As if that wasn't enough, the Environment Ministry announced two weeks ago that the pollen season has begun. Why is this a problem? Because an incredible number of people in Japan  (an estimated 25 million) suffer from hay fever (kafunsho). That's why you see so many people on the street and on the trains wear those surgeon's masks. The problem originated in early 1950s, when the government decided to reforest large parts of Japan in the rebuilding process after World War II. A good idea, you might think - but they chose mature, pollen-producing trees as the cheapest option. So every year, the pollen count gets higher, and people get sicker, and local authorities complain that someone really should cut down the trees and replace them with more environmentally friendly cedar and cryptomeria, but nothing gets done.
And then the Japanese have the gall to say "their culture has a special relationship with Nature".

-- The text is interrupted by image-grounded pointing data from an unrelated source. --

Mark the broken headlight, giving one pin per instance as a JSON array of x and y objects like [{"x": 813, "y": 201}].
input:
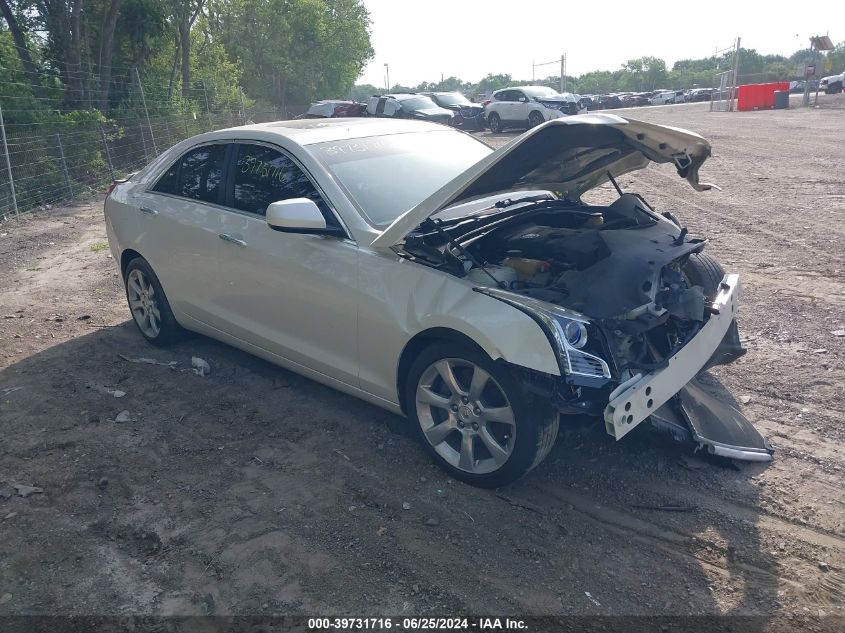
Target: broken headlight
[{"x": 567, "y": 329}]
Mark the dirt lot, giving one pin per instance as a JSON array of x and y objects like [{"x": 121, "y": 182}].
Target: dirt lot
[{"x": 253, "y": 490}]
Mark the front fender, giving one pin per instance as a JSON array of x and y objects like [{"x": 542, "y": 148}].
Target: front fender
[
  {"x": 501, "y": 330},
  {"x": 402, "y": 299}
]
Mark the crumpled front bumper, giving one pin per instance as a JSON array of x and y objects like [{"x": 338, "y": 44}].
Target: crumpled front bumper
[{"x": 636, "y": 399}]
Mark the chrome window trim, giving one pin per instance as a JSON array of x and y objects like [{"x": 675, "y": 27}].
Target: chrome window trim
[{"x": 159, "y": 174}]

Japan's future energy supply, which would include the nuclear program that the ruling right-wingers want to restart, is in grave doubt. On Monday 18th, the Nuclear Regulation Authority announced that significant portions of major geological faults running under Tohoku Electric Power Co.'s one-reactor Higashidori nuclear power plant in Aomori Prefecture (yeah, the place currently under fiver meters of snow) are probably active.

Details here 
As the residents of Tohoku file more and more charges against TEPCO and their government over their mishandling of the 3/11 crisis, they have been joined by other plaintiffs, such as the wife of a Fukushima dairy farmer who committed suicide when he realized his livelihood had been destroyed by TEPCO's radioactive contamination. The farmer, Shigekiyo Kanno, was Japanese, and the wife, Vanessa Abordo Kanno, is Filipino.  He had forced his wife and two sons to return to the Philippines in March 2011 as the power plant nearby approached meltdown, while he remained behind. 

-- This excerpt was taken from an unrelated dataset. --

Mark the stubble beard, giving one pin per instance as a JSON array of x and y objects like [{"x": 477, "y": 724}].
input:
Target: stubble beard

NOTE: Over the years, as Japan's countryside has slowly depopulated, it's been quite common for farmers to "recruit" wives from central Asia because there are simply not enough females out in hicksville to go around. Some workers within the agriculture industry want Japan's immigration laws to be relaxed, so they can hire skilled labor from abroad to revitalize the decaying agricultural infrastructure - but Japan's racist bureaucracy will not allow that to happen.